In una sera di pioggia, una donna incinta bussa alla porta di un uomo che non aspettava nessuno. Imbarazzo, silenzi, parole sbagliate. Quale relazione li lega? 

 Il donatore è un testo teatrale a due voci che si svolge nell’arco di un pomeriggio, in uno spazio sospeso e provvisorio, attraversato dalla musica di una collezione di vinili.

L’incontro è tra un uomo e una giovane donna incinta: lui ha donato il proprio seme molti anni prima, lei è una delle figlie nate da quella scelta e ha deciso di cercarlo. Non per reclamare qualcosa, ma per interrogare la propria origine nel momento in cui sta per diventare madre.

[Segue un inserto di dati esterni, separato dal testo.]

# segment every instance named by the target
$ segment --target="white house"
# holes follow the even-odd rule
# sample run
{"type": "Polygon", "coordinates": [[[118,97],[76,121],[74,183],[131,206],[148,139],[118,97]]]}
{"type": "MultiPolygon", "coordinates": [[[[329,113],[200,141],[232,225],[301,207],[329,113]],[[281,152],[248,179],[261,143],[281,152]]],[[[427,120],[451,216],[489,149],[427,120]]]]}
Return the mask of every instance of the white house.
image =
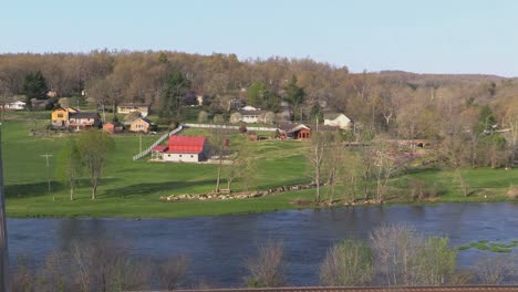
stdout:
{"type": "Polygon", "coordinates": [[[324,125],[339,127],[341,129],[351,128],[352,121],[346,117],[344,114],[324,114],[324,125]]]}
{"type": "Polygon", "coordinates": [[[25,108],[25,103],[24,102],[12,102],[12,103],[7,103],[4,105],[6,109],[13,109],[13,111],[21,111],[25,108]]]}
{"type": "Polygon", "coordinates": [[[263,115],[266,114],[266,111],[261,111],[260,108],[247,105],[239,108],[239,113],[241,114],[241,122],[244,123],[265,123],[263,115]]]}
{"type": "Polygon", "coordinates": [[[198,163],[207,159],[207,139],[201,136],[170,136],[167,146],[155,146],[153,158],[174,163],[198,163]]]}
{"type": "Polygon", "coordinates": [[[135,104],[135,103],[117,105],[117,113],[120,113],[120,114],[130,114],[130,113],[134,113],[134,112],[141,113],[142,117],[146,117],[147,114],[149,113],[149,105],[147,105],[147,104],[135,104]]]}

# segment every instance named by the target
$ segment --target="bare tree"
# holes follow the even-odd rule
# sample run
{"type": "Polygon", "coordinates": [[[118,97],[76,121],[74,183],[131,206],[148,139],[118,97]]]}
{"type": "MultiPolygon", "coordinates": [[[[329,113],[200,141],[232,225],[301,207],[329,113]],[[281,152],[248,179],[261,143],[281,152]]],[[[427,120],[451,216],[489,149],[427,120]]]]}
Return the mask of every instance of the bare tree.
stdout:
{"type": "Polygon", "coordinates": [[[475,262],[475,274],[480,284],[501,285],[517,283],[516,257],[485,255],[475,262]]]}
{"type": "Polygon", "coordinates": [[[442,285],[455,272],[447,238],[425,239],[414,228],[382,226],[371,234],[376,277],[384,285],[442,285]]]}
{"type": "Polygon", "coordinates": [[[376,177],[376,200],[382,202],[388,188],[388,179],[398,168],[396,145],[377,142],[374,146],[374,170],[376,177]]]}
{"type": "Polygon", "coordinates": [[[320,265],[320,282],[329,286],[367,285],[372,282],[372,254],[360,240],[344,240],[325,254],[320,265]]]}
{"type": "Polygon", "coordinates": [[[216,192],[219,192],[221,174],[224,170],[224,160],[228,154],[229,147],[229,132],[226,128],[217,127],[210,132],[210,155],[218,159],[217,175],[216,175],[216,192]]]}
{"type": "Polygon", "coordinates": [[[323,173],[328,178],[329,202],[332,204],[336,191],[336,186],[343,184],[345,179],[345,149],[342,145],[341,135],[338,131],[329,135],[328,149],[324,152],[322,163],[323,173]]]}
{"type": "Polygon", "coordinates": [[[92,199],[97,194],[99,181],[107,160],[107,154],[115,147],[113,139],[104,132],[89,129],[81,133],[77,148],[92,182],[92,199]]]}
{"type": "MultiPolygon", "coordinates": [[[[318,121],[317,121],[318,124],[318,121]]],[[[328,137],[325,133],[317,129],[311,133],[311,142],[308,153],[308,159],[312,168],[313,181],[317,186],[315,201],[320,202],[320,185],[322,184],[322,164],[324,161],[324,154],[328,147],[328,137]]]]}
{"type": "Polygon", "coordinates": [[[247,262],[251,286],[284,284],[284,248],[281,241],[269,240],[258,247],[258,254],[247,262]]]}

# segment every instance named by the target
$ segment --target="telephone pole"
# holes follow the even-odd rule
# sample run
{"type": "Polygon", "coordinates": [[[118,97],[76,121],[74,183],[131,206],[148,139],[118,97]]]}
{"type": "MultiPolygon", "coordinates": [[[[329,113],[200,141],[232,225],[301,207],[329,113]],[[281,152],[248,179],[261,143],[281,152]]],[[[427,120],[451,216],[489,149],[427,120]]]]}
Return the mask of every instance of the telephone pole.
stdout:
{"type": "Polygon", "coordinates": [[[45,157],[46,160],[46,182],[49,185],[49,194],[51,192],[50,188],[50,165],[49,165],[49,158],[52,157],[52,154],[43,154],[41,157],[45,157]]]}
{"type": "Polygon", "coordinates": [[[3,188],[2,123],[0,123],[0,290],[9,291],[9,253],[6,223],[6,192],[3,188]]]}

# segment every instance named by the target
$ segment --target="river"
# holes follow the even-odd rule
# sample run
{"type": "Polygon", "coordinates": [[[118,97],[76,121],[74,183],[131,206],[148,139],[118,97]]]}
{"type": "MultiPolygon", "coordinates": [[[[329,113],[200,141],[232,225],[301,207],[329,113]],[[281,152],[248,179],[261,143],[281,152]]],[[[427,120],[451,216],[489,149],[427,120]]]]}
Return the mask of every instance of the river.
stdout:
{"type": "MultiPolygon", "coordinates": [[[[518,204],[442,204],[287,210],[187,219],[8,219],[10,258],[25,255],[34,264],[74,240],[106,238],[131,247],[134,257],[186,254],[187,284],[245,284],[246,260],[267,239],[282,240],[288,283],[318,284],[325,251],[346,238],[364,238],[380,225],[407,223],[431,236],[448,236],[453,246],[475,240],[518,239],[518,204]]],[[[459,252],[467,267],[487,251],[459,252]]],[[[515,250],[516,252],[516,250],[515,250]]]]}

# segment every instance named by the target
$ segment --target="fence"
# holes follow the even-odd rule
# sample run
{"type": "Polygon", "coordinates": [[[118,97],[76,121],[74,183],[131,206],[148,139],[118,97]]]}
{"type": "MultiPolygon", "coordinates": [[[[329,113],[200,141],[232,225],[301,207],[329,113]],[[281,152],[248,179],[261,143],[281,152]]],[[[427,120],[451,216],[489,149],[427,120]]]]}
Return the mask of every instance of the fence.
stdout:
{"type": "Polygon", "coordinates": [[[135,161],[135,160],[138,160],[138,159],[141,159],[142,157],[148,155],[148,154],[153,150],[153,148],[154,148],[155,146],[157,146],[157,145],[160,144],[163,140],[167,139],[168,137],[170,137],[170,136],[177,134],[177,133],[180,132],[183,128],[184,128],[183,125],[179,125],[177,128],[173,129],[172,132],[168,132],[168,133],[162,135],[155,143],[153,143],[152,146],[149,146],[148,148],[146,148],[146,149],[143,150],[142,153],[139,153],[139,154],[137,154],[137,155],[134,155],[134,156],[133,156],[133,160],[134,160],[134,161],[135,161]]]}
{"type": "MultiPolygon", "coordinates": [[[[229,126],[229,125],[211,125],[211,124],[184,124],[186,127],[194,128],[228,128],[228,129],[239,129],[239,126],[229,126]]],[[[265,131],[265,132],[276,132],[276,127],[248,127],[249,131],[265,131]]]]}

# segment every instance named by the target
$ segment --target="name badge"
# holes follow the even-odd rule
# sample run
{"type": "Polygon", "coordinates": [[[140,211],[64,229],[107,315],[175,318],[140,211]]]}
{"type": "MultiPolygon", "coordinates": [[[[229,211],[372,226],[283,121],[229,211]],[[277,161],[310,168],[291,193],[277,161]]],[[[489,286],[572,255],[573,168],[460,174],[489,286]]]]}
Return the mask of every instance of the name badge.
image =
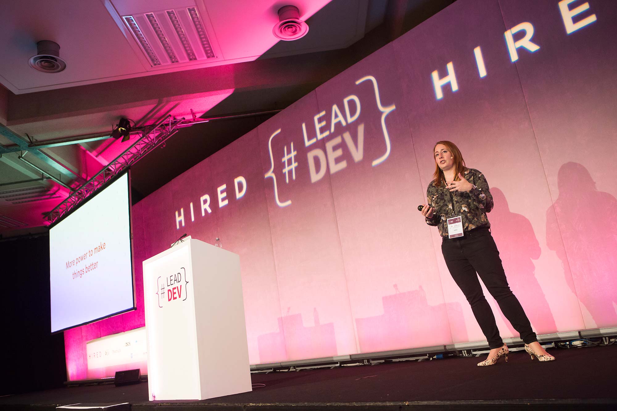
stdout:
{"type": "Polygon", "coordinates": [[[448,238],[463,236],[463,220],[460,215],[455,215],[447,220],[448,223],[448,238]]]}

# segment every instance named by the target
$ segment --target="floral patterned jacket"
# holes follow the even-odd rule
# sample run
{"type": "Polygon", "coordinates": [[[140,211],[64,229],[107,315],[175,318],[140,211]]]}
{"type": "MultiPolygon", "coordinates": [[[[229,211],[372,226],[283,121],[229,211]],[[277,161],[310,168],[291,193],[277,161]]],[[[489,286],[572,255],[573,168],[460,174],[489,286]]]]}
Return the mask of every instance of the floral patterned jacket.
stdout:
{"type": "Polygon", "coordinates": [[[448,236],[446,218],[460,214],[463,229],[466,231],[477,227],[490,227],[486,213],[493,208],[493,197],[489,191],[489,184],[484,175],[474,168],[467,168],[463,173],[465,179],[476,186],[469,193],[450,192],[442,184],[436,187],[433,181],[426,189],[426,199],[431,207],[435,209],[432,218],[426,218],[429,225],[436,225],[442,237],[448,236]]]}

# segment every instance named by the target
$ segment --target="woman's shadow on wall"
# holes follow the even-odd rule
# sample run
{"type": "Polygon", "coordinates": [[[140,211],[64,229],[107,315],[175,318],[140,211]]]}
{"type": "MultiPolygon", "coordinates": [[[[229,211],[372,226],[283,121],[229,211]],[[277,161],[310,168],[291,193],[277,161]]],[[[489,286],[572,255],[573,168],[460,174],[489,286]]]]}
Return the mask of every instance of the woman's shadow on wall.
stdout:
{"type": "MultiPolygon", "coordinates": [[[[489,215],[491,233],[499,249],[510,289],[521,302],[537,332],[555,333],[557,331],[555,318],[536,277],[532,260],[537,260],[542,251],[531,223],[524,216],[510,210],[500,189],[492,187],[491,193],[495,202],[495,207],[489,215]]],[[[513,334],[518,335],[501,311],[499,312],[513,334]]]]}
{"type": "MultiPolygon", "coordinates": [[[[567,162],[557,173],[559,196],[547,214],[547,245],[595,326],[615,326],[617,314],[617,199],[598,191],[589,172],[567,162]],[[554,209],[554,212],[553,212],[554,209]],[[562,243],[563,241],[563,243],[562,243]],[[563,246],[562,246],[563,244],[563,246]]],[[[586,323],[587,328],[594,325],[586,323]]]]}

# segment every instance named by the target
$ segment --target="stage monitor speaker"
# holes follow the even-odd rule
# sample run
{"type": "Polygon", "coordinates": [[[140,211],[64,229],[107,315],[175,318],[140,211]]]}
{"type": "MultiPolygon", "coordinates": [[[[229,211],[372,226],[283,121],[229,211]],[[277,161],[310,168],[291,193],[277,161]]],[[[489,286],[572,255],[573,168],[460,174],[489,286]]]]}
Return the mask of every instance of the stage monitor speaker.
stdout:
{"type": "Polygon", "coordinates": [[[139,384],[141,382],[141,370],[139,368],[136,370],[117,371],[115,377],[114,378],[114,384],[117,387],[123,385],[129,385],[130,384],[139,384]]]}

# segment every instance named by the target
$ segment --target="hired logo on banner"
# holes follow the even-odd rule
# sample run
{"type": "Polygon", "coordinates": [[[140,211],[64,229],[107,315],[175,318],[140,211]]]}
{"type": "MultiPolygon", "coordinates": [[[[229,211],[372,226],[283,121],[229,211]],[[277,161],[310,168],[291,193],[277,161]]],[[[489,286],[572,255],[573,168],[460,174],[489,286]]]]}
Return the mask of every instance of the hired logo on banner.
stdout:
{"type": "Polygon", "coordinates": [[[188,279],[186,270],[181,267],[178,272],[168,276],[159,276],[157,278],[157,297],[159,307],[163,308],[165,304],[178,303],[186,301],[188,295],[188,279]]]}
{"type": "MultiPolygon", "coordinates": [[[[360,77],[349,86],[351,89],[362,91],[358,86],[364,89],[362,93],[347,94],[341,97],[327,112],[323,110],[311,115],[308,121],[298,124],[296,131],[292,133],[297,139],[296,144],[294,144],[294,138],[283,136],[284,133],[281,133],[281,128],[270,135],[268,139],[270,168],[263,175],[263,178],[265,180],[271,179],[268,185],[270,189],[273,190],[275,200],[279,207],[292,204],[291,198],[281,198],[286,195],[281,192],[284,192],[285,188],[296,180],[297,170],[304,170],[302,183],[313,184],[323,178],[326,170],[331,175],[344,172],[343,170],[349,170],[353,164],[365,159],[365,121],[366,119],[361,115],[363,104],[365,107],[369,104],[376,106],[379,114],[377,118],[368,120],[376,122],[381,130],[366,139],[369,144],[379,147],[379,154],[370,159],[371,166],[379,165],[390,156],[391,139],[386,118],[396,109],[395,104],[382,102],[377,79],[372,75],[360,77]],[[363,99],[360,96],[363,96],[363,99]],[[331,138],[325,143],[325,149],[313,146],[318,141],[328,136],[331,138]],[[348,153],[350,158],[345,159],[345,152],[348,153]]],[[[196,202],[196,206],[193,202],[189,202],[188,215],[185,215],[184,207],[175,210],[176,229],[185,226],[187,220],[194,222],[199,218],[200,214],[201,217],[211,214],[217,204],[221,209],[230,201],[240,200],[248,191],[246,179],[239,175],[234,178],[233,188],[228,188],[226,183],[219,186],[216,189],[215,199],[212,202],[210,193],[204,193],[199,198],[196,197],[196,201],[199,199],[199,201],[196,202]]]]}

Il testo affronta il tema della donazione come gesto umano carico di conseguenze simboliche. Donare è stato un atto di generosità o di egoismo? È possibile aiutare senza assumersi responsabilità relazionali? Esiste davvero una separazione netta tra biologia e legame? Attraverso un dialogo serrato, ironico e a tratti conflittuale, Il donatore mette in crisi le categorie di padre, famiglia, verità, normalità, mostrando quanto siano fragili quando vengono attraversate dalle vite reali.

La musica attraversa tutto il testo. I vinili – dal rock degli anni Sessanta, Settanta e Ottanta fino alle sonorità più contemporanee – diventano il terreno su cui si misurano le epoche, le illusioni, le sconfitte e le eredità. La storia privata si allarga progressivamente a una riflessione collettiva: ogni generazione giudica la precedente, ogni generazione si sente tradita, eppure qualcosa resiste, si trasmette in forme impreviste.

Al centro del testo c’è una domanda radicale: cosa resta quando cade l’idea della famiglia tradizionale? Il donatore non offre risposte rassicuranti, ma apre uno spazio di complessità.

Il donatore è un testo che interroga il nostro presente, mettendo in scena la crisi delle figure tradizionali senza nostalgia, con ironia, ferocia e tenerezza. Un dialogo sull’origine, sulla verità e sul desiderio, che parla di genitorialità senza padri ideali e di figli che non cercano più un’autorità, ma una storia da poter raccontare e riscrivere.